Speaking instead of the other side of the medal of "second youth", we must focus on the elderly "consumers", i.e. those who, after a lifetime spent working, having accrued the much-desired pension decide to take full advantage of their free time. Here the so-called Silver Tourism plays a dominant role: all the trends show a steady growth of the over-50s regarding the proportion of those who undertake tourist trips, but also more generally of those who actively employ leisure time. Specifically, the Commission is talking about 140 million tourists over 60 expected in Europe in 2030, four times as many as in 2010; most will come from Asia, then Europe, North and South America. A significant increase, considering that in 2013 alone 76 million over 65s traveled, almost half of the total, while more than 80% of tourists over 50 consider that at least up to 75 will make trips.

Therefore, some features have been identified that differentiate the experiences sought by this slice of the population from others: luxury travel, cruises, visits to family or friends, stays in spas and beauty farms, cultural travel and medical tourism. What many players in this market segment lack is the idea of a commercial offer built on those needs, rather than simply relying on marketing campaigns that wink at this population.

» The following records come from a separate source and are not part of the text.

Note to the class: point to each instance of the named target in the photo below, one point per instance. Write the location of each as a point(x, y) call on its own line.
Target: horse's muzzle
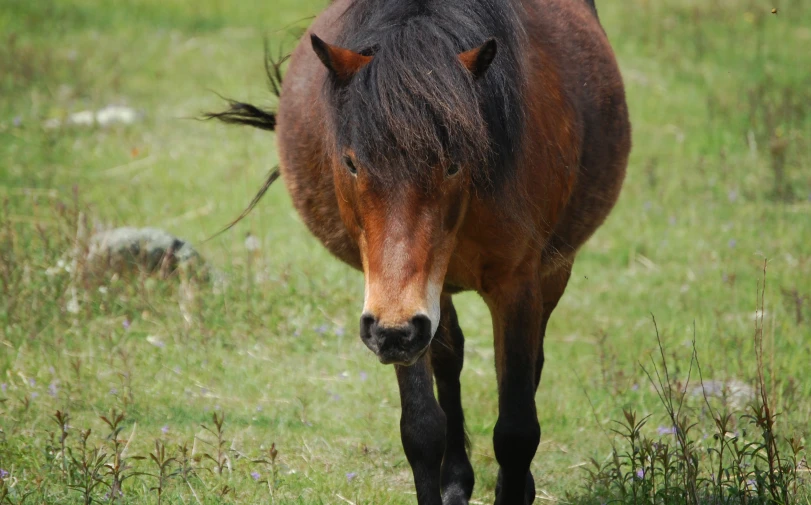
point(401, 345)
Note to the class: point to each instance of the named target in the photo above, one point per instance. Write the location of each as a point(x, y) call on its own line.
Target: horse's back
point(570, 35)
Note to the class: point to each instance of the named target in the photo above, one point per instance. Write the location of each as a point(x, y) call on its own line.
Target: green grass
point(720, 102)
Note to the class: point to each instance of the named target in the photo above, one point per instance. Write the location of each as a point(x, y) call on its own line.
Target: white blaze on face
point(432, 294)
point(397, 292)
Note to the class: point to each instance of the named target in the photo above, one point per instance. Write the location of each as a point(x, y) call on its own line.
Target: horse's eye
point(350, 165)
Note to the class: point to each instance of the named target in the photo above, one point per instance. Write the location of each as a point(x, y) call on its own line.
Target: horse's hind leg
point(517, 311)
point(422, 428)
point(447, 357)
point(552, 288)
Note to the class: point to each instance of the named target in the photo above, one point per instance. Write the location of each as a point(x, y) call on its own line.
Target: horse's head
point(404, 157)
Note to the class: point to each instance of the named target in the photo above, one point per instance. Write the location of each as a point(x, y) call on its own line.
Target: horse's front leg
point(422, 428)
point(517, 321)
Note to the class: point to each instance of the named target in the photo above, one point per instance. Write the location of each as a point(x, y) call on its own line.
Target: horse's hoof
point(529, 490)
point(454, 495)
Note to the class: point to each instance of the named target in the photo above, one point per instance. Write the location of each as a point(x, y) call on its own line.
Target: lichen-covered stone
point(148, 250)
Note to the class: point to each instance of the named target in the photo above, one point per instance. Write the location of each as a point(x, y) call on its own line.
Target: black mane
point(415, 105)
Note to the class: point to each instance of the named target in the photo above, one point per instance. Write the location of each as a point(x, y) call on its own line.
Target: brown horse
point(450, 145)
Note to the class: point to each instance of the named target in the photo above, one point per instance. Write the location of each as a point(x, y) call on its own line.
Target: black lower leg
point(517, 433)
point(422, 429)
point(447, 358)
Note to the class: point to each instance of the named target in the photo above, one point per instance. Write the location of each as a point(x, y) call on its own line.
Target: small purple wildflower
point(666, 430)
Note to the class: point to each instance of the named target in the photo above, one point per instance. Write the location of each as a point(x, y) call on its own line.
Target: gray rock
point(148, 250)
point(735, 393)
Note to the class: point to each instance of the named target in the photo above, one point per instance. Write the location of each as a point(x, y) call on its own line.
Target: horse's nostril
point(421, 325)
point(366, 323)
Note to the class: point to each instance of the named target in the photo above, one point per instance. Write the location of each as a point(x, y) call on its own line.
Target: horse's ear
point(478, 59)
point(342, 63)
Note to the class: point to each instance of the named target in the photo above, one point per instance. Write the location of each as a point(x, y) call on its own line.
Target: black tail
point(592, 5)
point(251, 115)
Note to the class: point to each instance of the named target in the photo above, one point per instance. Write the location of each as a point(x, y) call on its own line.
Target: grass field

In general, the European Commission is working on a roadmap on Silver Tourism that helps companies seize the opportunity for growth: these involve responding to the needs of better infrastructure, accessible transport – especially straddling national borders – age-friendly hotels and inclusive technological solutions, or even just the inclusion of specific medical assistance in travel packages.

In conclusion, the much-feared challenge of ageing is increasingly becoming the subject of an all-encompassing and strategic vision, which sees it more as an opportunity through the involvement of technological and social innovations. A vision that, to paraphrase those who look to the future certainly did not fail, did not care about the next elections but of the next generations.